The EU, in a statement, said urgent steps are needed to fight to protect such activists, BBC reported.

“The murder of Lesbia Yaneth Urquía adds to the dire list of Human Rights Defenders that were recently murdered in Honduras, including journalist Henry Roberto Reyes Salazar, environmentalist and indigenous leaders Berta Cáceres and Nelson García, and leader of LGBTI community René Martinez, the EU said in a statement.

“This killing as well as the climate of violence that continues to prevail over human rights activists in the country is an extremely worrying development,” the statement said.

The EU said decisive steps should be taken to protect defenders of human rights. That includes the need for impartial investigations that lead to prosecution and indictment, it said, as well as effective protection for other potential victims.

Urquia’s body was found July 6 on a rubbish dump in Marcala about 100 miles west of the capital, Tegucigalpa. She had reportedly suffered a severe head injury.

The 49-year-old mother of three was a member of the Council of Indigenous People of Honduras (Copinh) – the organization founded by Caceres. She had been trying to stop the hydroelectric project in Honduras’s western La Paz department.

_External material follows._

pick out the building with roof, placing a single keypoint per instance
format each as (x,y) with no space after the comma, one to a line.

“The death of Lesbia Yaneth is a political femicide that tries to silence the voices of women with the courage and bravery to defend their rights,” Copinh said in a statement. “We hold the Honduras government directly responsible for this murder.”

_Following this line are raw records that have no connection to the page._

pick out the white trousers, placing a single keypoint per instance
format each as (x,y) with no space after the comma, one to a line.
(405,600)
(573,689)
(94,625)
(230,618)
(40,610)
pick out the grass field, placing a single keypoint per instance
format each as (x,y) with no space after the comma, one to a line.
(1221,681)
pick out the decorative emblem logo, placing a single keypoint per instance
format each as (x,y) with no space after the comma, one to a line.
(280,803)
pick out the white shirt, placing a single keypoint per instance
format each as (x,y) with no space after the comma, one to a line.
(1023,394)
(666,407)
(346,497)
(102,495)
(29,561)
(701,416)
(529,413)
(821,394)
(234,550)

Violence in Honduras has increased since the 2009 ouster of President Manuel Zelaya. A right-wing government that came in after licensed hundreds of infrastructure projects like mines and hydroelectric dams in environmentally sensitive areas.

The violence has not gone unnoticed by U.S. officials, either.

Congressman Hank Johnson, a Democrat from Georgia, put the Berta Caceres Human Rights Act before the House of Representatives that would suspend U.S. security assistance in Honduras until human rights violations by security forces ended.

Caceres was killed in March when two men entered her house and shot her in the head. Four people have been arrested in connection with her murder.

Killings of environmental activists rose 20 percent in one year, according to campaign group Global Witness. The group said there were 116 deaths worldwide in 2014, including 29 in Brazil, 25 in Colombia and 15 in the Philippines.

Activists also faced abduction and other threats if they dared interfere in corporate or state interests, the report said.